For the agency overall this metric is red, and all four of the regions have met the individual regional threshold for evaluation for this metric. Since this metric has improved significantly relative to the CY 2020 and CY 2021 results, the staff does not plan to take action or to perform individual evaluations of any region, while there are still measurable impacts from the COVID-19 PHE, as evidenced by ongoing issues with course availability as the agency training program works through the backlog of deferred training due to COVID-related course cancellations and delays.

For each metric that was evaluated as red due to measurable impacts from the PHE the staff has reviewed the metric and the metric results to determine whether other contributing factors unrelated to the COVID 19 PHE could be contributing to undesirable performance results. For this metric, although there were individual scheduling conflicts between inspection activities, leave and training, since all but one staff member was able to schedule their required training for CY 2023, and that last staff member has been waitlisted for their required training, it is clear that these handful of noncompliances are still due to a backlog due to COVID-related training courses delays and cancellations. The staff does not foresee any challenges to this metric once this COVID-related training backlog has been fully resolved.

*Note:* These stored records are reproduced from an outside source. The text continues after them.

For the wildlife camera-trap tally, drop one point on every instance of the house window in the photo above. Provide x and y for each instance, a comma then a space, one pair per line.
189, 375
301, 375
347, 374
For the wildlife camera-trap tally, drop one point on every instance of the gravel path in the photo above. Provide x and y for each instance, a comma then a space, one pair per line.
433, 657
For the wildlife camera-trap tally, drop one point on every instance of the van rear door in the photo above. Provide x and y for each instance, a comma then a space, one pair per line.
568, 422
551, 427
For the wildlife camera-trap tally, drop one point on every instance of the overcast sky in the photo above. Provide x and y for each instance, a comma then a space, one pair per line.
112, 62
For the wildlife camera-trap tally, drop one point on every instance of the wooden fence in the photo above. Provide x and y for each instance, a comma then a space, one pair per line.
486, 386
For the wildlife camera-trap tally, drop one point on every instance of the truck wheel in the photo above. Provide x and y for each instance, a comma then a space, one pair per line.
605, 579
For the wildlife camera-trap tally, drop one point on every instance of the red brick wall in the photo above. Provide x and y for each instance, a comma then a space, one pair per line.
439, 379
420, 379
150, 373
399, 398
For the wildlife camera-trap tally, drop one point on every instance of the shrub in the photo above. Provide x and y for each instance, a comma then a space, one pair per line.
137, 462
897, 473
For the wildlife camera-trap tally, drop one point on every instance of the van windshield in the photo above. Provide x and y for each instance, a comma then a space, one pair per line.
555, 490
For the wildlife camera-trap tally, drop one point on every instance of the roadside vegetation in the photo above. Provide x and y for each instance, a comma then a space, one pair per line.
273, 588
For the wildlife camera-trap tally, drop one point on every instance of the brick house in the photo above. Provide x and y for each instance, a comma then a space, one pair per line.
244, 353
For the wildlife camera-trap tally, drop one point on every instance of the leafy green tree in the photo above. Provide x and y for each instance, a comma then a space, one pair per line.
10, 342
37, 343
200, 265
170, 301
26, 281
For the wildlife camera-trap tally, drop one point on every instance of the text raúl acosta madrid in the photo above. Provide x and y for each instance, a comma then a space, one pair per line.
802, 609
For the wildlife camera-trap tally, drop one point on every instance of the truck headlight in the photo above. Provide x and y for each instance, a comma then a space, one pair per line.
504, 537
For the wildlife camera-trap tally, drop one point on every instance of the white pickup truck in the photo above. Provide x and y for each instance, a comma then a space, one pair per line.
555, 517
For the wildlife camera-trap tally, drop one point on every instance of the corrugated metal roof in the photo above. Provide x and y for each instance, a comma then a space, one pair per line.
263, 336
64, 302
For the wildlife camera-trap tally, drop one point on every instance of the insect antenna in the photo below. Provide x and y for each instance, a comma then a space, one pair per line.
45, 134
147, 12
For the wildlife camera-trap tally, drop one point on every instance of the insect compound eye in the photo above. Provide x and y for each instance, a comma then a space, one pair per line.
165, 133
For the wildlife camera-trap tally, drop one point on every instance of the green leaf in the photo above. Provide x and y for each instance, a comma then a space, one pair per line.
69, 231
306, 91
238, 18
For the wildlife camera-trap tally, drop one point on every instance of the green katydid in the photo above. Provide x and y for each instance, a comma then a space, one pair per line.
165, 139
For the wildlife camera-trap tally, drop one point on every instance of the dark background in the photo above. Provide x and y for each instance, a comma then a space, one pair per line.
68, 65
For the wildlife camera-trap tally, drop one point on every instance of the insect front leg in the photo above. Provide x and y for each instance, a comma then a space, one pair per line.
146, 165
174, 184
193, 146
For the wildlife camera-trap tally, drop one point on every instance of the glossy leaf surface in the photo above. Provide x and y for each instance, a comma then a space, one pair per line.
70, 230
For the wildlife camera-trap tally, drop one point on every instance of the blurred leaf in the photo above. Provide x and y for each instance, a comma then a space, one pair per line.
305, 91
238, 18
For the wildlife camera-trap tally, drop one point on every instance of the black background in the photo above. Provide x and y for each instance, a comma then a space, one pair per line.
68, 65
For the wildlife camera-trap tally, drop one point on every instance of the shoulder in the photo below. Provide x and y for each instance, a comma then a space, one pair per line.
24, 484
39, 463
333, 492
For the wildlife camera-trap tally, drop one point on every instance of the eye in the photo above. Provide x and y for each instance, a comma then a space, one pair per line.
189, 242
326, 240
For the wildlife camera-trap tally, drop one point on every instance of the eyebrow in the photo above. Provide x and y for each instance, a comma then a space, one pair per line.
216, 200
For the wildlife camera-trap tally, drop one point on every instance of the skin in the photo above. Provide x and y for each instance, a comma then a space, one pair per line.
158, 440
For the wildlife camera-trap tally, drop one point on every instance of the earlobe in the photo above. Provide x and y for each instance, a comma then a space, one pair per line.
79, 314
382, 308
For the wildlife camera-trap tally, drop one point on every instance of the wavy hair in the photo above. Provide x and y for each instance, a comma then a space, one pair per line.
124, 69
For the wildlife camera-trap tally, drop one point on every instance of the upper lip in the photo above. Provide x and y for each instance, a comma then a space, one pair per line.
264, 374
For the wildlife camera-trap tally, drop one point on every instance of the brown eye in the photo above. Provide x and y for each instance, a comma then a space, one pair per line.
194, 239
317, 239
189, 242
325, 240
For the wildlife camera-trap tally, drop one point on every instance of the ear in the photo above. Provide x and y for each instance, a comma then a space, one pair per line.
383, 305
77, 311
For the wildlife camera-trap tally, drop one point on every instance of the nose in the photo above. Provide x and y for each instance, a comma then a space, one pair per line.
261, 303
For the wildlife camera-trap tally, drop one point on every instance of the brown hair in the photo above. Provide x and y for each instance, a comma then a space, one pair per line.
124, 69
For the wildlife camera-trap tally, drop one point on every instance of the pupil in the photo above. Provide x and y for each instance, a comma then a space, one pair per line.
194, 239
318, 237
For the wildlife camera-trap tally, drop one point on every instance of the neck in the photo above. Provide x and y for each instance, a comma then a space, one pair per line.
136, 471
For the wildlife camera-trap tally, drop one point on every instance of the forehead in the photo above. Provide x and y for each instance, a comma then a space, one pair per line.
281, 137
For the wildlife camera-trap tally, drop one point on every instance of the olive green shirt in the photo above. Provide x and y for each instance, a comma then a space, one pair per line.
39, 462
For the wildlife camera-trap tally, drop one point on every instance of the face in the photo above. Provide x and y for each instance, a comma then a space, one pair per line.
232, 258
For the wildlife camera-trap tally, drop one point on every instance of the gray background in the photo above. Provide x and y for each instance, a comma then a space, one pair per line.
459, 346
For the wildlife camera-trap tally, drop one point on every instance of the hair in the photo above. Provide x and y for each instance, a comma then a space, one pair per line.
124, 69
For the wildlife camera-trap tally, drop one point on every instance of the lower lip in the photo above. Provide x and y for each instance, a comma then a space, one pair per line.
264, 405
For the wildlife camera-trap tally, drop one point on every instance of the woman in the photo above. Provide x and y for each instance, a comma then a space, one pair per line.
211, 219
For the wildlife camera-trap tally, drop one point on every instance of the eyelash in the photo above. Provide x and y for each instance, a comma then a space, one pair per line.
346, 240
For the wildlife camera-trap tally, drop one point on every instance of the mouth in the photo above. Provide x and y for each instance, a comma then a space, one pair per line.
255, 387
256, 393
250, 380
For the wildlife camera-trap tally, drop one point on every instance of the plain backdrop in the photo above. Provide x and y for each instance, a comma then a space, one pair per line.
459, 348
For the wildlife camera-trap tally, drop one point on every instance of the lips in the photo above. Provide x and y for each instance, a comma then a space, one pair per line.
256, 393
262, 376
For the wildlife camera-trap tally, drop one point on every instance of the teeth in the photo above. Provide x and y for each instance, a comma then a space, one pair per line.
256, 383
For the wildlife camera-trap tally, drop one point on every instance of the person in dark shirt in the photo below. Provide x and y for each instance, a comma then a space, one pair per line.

I-5 Continuity of RI/SRI Site Staffing Metric Status:

Yellow Definition:

Permanent inspector staffing levels for both SRIs and RIs are maintained to provide continuity of regulatory oversight at each reactor site.

Data and Analysis:

In CY 2022, the overall permanent resident inspector staffing percentage for the agency was 93.3%. The permanent resident inspector staffing percentages for each region were 98.3%, 87.5%, 94.2%, and 95.9% for Region I, Region II, Region III, and Region IV, respectively. In CY 2022, there were 14 individual reactor sites which fell below the 90% metric threshold, 9 of which are in Region II, and the responsible regions provided a detailed explanation of the specific staffing circumstances at each site.

Since the resident inspector staffing percentage is less than 95%, but greater than or equal to 90% for the agency overall, and the resident inspector staffing percentage is less than 90% for Region II, this metric is yellow, and Region II will be individually evaluated. That evaluation is below.

In Region II, the challenges with this metric in CY 2022 were primarily due to a significant number of vacancies in either the resident or senior resident positions, where several months were needed to permanently fill those vacancies with new staff. In some cases, site coverage was provided by short-term acting residents, for less than six weeks at a time, which does not count for this metric. In some cases, the resident inspector acted as the senior resident inspector, and a backfill was not provided for the resident inspector position. In other cases, backfills were not provided for the resident inspector position, until it was permanently filled. Region II has been successful in permanently filling many of these resident and senior resident vacancies in CY 2022 and has also been able to hire more staff into their resident inspector development program. Region II does not anticipate significant challenges to meeting this metric in CY 2023.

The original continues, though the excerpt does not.